When L4.01 arrived my OTA signals improved, BUT, it was only temporary. I think that it was just a lucky atmospheric skip going on. I'm 45 miles from the transmitters so everything needs to be right to get reliable signals from most channels.


----------



## tnsprin (Mar 16, 2003)

tnsprin said:


> New York, NY DMA
> As I reported I lost all my OTA once Sunday evening, but got it back with a reboot. Already had two round of emails with bug support describing. Its great to actually know someone is investigating.
> 
> My second just received L401, so twice as much change to be hit with any new bugs.


Just had second occurance of losing OTA (same receiver) this morning.


----------



## Zaphod (Aug 31, 2006)

OTA is much more stable. My signal strength is the same, but I had a few distant channels that wouldn’t lock and now they are rock solid.


----------



## tnsprin (Mar 16, 2003)

Zaphod said:


> OTA is much more stable. My signal strength is the same, but I had a few distant channels that wouldn't lock and now they are rock solid.


Some people are reporting both that when working they get stronger signals, new channels locked, etc, and having all there OTA suddenly drop to 0 and requiring a reboot.

Myself I have now lost all OTA 3 times. 2 times on one receiver and now once on the other. My OTA signals appear the same, and I was always able to lock all my local station in my area.


----------



## sbturner (Jul 24, 2002)

OK, here's an update; I had lost my OTA's last week in beta testing and could not get them back. I received a replacement receiver and got the 401 software and my OTA's are back and better than ever. I had problems with two channels but those problems are gone now, and channels are rock solid. I hope I'm not speaking too soon!!


----------



## JSIsabella (Oct 20, 2006)

After reading in another post about how it was taking a very long time to change OTA channels, last night I was changing channels up and down though my OTA's. It was only taking a bit over one second to make the change. But after about 10 changes, the screen went black. When I would change the channel, the channel info was displayed, but no picture, and no sound.
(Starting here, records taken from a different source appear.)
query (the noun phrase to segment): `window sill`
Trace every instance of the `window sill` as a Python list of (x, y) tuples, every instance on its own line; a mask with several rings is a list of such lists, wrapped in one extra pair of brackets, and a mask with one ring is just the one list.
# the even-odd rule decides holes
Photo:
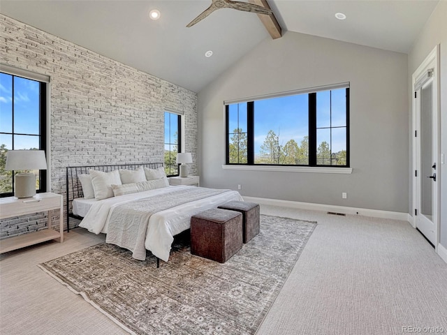
[(223, 165), (223, 170), (240, 171), (272, 171), (281, 172), (336, 173), (351, 174), (352, 168), (316, 168), (310, 166), (272, 166), (272, 165)]

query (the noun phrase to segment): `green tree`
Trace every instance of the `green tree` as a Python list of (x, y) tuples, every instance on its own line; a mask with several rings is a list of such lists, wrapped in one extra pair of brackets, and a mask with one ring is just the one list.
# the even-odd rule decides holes
[(346, 151), (342, 150), (337, 154), (332, 154), (332, 165), (346, 165)]
[(13, 192), (13, 172), (5, 170), (7, 152), (6, 145), (0, 145), (0, 193)]
[(282, 164), (300, 164), (300, 147), (295, 140), (289, 140), (282, 148)]
[(175, 140), (175, 145), (172, 150), (165, 150), (165, 173), (166, 175), (174, 175), (178, 174), (178, 165), (177, 165), (177, 153), (178, 152), (178, 133), (174, 134)]
[(300, 144), (296, 164), (307, 165), (309, 164), (309, 136), (305, 136)]
[(280, 164), (282, 156), (282, 146), (279, 144), (279, 136), (273, 131), (269, 131), (261, 146), (259, 163), (266, 164)]
[(330, 165), (330, 148), (326, 141), (320, 143), (316, 150), (316, 164), (318, 165)]
[(233, 132), (229, 144), (229, 162), (235, 164), (247, 163), (247, 133), (237, 128)]

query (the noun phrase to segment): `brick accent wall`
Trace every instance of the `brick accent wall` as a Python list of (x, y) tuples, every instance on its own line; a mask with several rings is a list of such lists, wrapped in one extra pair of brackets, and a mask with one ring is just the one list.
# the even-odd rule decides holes
[[(165, 108), (184, 113), (197, 174), (196, 93), (3, 15), (0, 45), (0, 63), (50, 77), (52, 192), (65, 197), (66, 166), (163, 161)], [(6, 221), (2, 238), (41, 218)]]

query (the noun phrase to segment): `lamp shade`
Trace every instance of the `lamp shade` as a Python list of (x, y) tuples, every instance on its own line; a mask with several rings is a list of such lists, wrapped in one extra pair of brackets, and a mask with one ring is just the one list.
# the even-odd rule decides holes
[(193, 163), (193, 157), (190, 152), (182, 152), (177, 154), (177, 163)]
[(9, 150), (5, 170), (47, 170), (43, 150)]

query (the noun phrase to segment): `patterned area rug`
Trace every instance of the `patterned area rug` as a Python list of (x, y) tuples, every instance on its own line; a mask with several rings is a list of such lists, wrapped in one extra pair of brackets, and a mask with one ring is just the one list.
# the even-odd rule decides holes
[(261, 216), (261, 232), (224, 264), (189, 253), (189, 236), (169, 262), (145, 261), (101, 244), (39, 267), (131, 334), (253, 334), (316, 225)]

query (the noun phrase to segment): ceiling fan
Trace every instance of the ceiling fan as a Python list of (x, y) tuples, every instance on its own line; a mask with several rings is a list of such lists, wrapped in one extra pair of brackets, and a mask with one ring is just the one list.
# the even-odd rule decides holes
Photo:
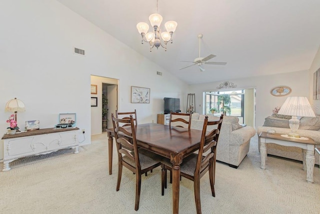
[(180, 68), (180, 70), (181, 70), (182, 69), (184, 69), (184, 68), (186, 68), (190, 67), (190, 66), (195, 66), (196, 64), (198, 64), (198, 66), (199, 66), (199, 68), (200, 68), (200, 71), (204, 72), (205, 70), (204, 68), (201, 66), (202, 65), (202, 64), (218, 64), (218, 65), (220, 65), (220, 66), (224, 66), (224, 65), (226, 65), (226, 62), (207, 62), (208, 60), (211, 60), (213, 58), (216, 56), (216, 55), (214, 55), (213, 54), (210, 54), (210, 55), (208, 56), (205, 57), (204, 58), (200, 56), (200, 43), (201, 38), (202, 38), (203, 36), (204, 36), (204, 35), (202, 34), (198, 34), (198, 38), (199, 38), (199, 57), (198, 58), (196, 58), (194, 61), (181, 60), (180, 62), (192, 62), (193, 64), (191, 64), (190, 66), (186, 66), (186, 67), (184, 67), (182, 68)]

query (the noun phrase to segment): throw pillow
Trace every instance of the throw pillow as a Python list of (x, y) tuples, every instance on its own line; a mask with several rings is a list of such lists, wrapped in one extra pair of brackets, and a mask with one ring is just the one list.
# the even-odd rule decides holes
[(289, 120), (282, 118), (268, 116), (264, 119), (264, 126), (278, 127), (280, 128), (290, 128)]
[(242, 126), (239, 124), (232, 124), (231, 126), (232, 126), (232, 131), (242, 128)]
[(300, 119), (300, 130), (320, 130), (320, 117), (302, 116)]

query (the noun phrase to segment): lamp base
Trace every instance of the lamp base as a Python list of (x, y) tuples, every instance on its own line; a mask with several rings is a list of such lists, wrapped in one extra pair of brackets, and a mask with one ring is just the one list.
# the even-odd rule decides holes
[(293, 132), (289, 133), (288, 134), (288, 136), (292, 138), (300, 138), (300, 136), (298, 134)]

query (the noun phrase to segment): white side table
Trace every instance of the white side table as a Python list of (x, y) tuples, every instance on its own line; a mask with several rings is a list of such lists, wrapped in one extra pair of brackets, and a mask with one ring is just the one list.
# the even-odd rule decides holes
[(286, 146), (296, 146), (302, 148), (302, 168), (306, 170), (306, 180), (314, 182), (314, 141), (309, 138), (302, 140), (298, 138), (284, 138), (280, 134), (273, 134), (262, 132), (258, 135), (260, 140), (260, 154), (261, 155), (261, 168), (266, 168), (266, 144), (272, 143)]

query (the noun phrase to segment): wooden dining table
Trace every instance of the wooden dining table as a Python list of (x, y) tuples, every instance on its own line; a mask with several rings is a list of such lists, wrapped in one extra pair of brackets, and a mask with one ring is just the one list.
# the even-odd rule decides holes
[[(113, 128), (107, 129), (109, 174), (112, 174)], [(179, 212), (180, 165), (183, 159), (199, 149), (202, 131), (158, 124), (136, 126), (138, 146), (170, 159), (172, 164), (172, 210)]]

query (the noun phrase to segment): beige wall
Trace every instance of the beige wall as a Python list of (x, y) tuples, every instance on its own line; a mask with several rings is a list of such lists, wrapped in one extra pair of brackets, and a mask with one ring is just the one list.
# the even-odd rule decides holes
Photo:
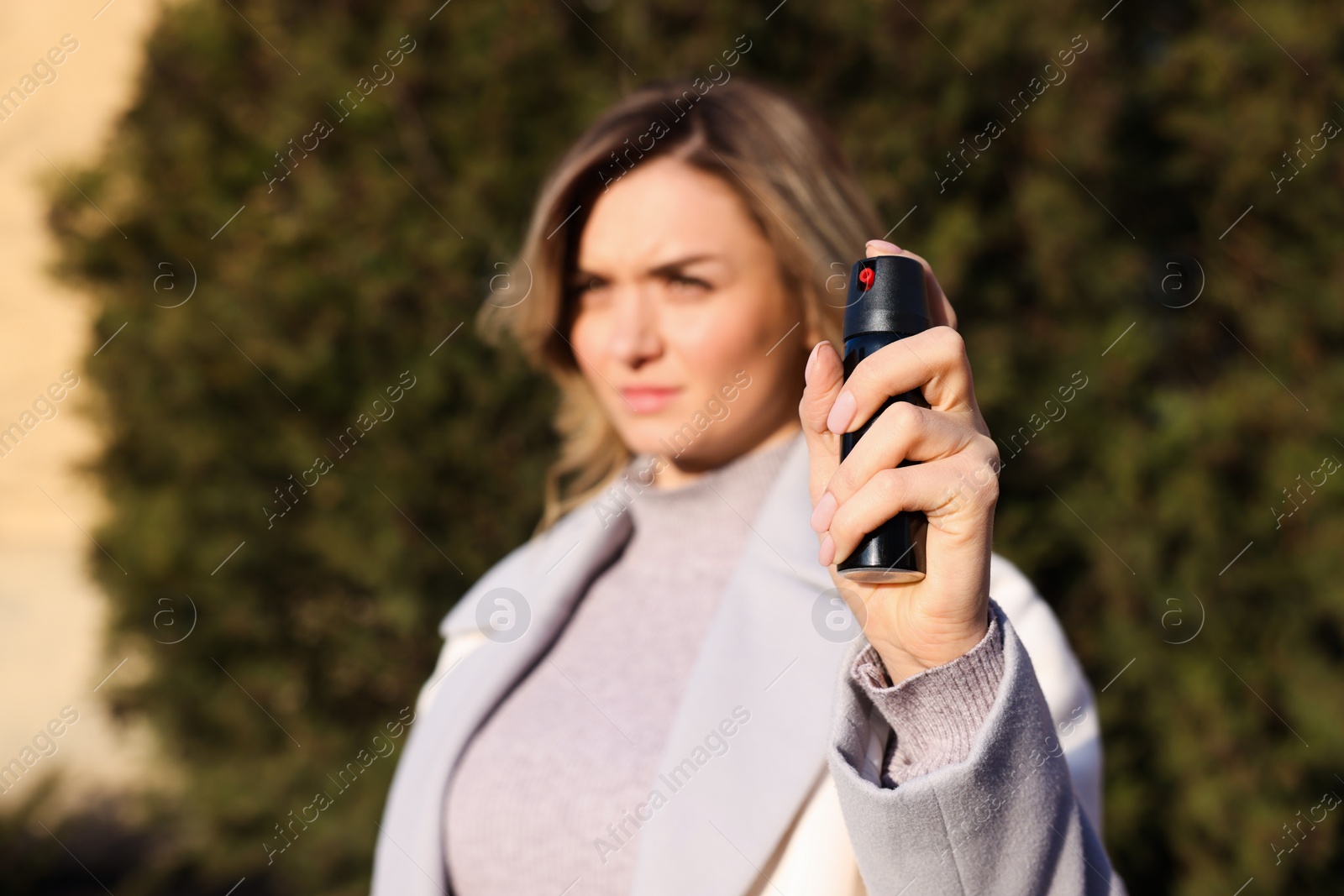
[[(87, 302), (44, 273), (54, 246), (40, 187), (60, 180), (52, 164), (70, 173), (93, 159), (130, 99), (157, 4), (105, 4), (0, 5), (0, 91), (22, 86), (63, 35), (78, 40), (52, 66), (56, 79), (0, 121), (0, 427), (20, 420), (62, 371), (82, 373), (79, 359), (90, 348)], [(124, 786), (151, 766), (148, 739), (118, 732), (93, 690), (121, 657), (103, 654), (105, 604), (85, 562), (97, 549), (85, 532), (99, 513), (97, 493), (74, 472), (95, 447), (75, 414), (87, 396), (81, 383), (56, 404), (55, 418), (0, 457), (0, 766), (63, 707), (79, 713), (56, 740), (58, 752), (0, 795), (0, 810), (32, 793), (44, 770), (69, 772), (78, 791)], [(133, 674), (134, 666), (132, 660), (117, 674)]]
I did a front panel reboot and all was fine.

Here is how I am looking at this:

Every time I make updates to any of my computers, a forced reboot is the norm. Maybe Dish should have just told everyone to do the same!!!!



Jim


----------



## Kricket (Nov 18, 2005)

ive force rebooted three times since 401 downloaded - i just switched the channel from 107 to 120 and it took 9 seconds to get a picture


----------



## SMosher (Jan 16, 2006)

Lost OTA Shortly after download of 4.01
Tried FPR and that didn't work.
Tried RESCAN and that didn't work.
Tried to unplug rec then RESCAN that DID work.
Reception greatly improved from 78-84 to 94-100.
One channel in my DMA degraded KCRA, loss of signal at 96 on the sig meter channel is completely unwatchable.


----------



## FitzAusTex (Jan 30, 2007)

No OTA loss with 401, and in fact, 401 fixed the every 3 seconds drop-out issues with Fox Austin.

Other observations are that two more-distant OTAs that I was able to lock onto prior to 401, I can no longer get (didnt watch them anyway), _and_ my signal strengths of my desired OTAs has increased for all except PBS.


----------



## vampirefish (Oct 19, 2004)

Unfortunatley, I lost mine a long time ago. Anytime I go to scan for them.... my receiver can't find squat.


----------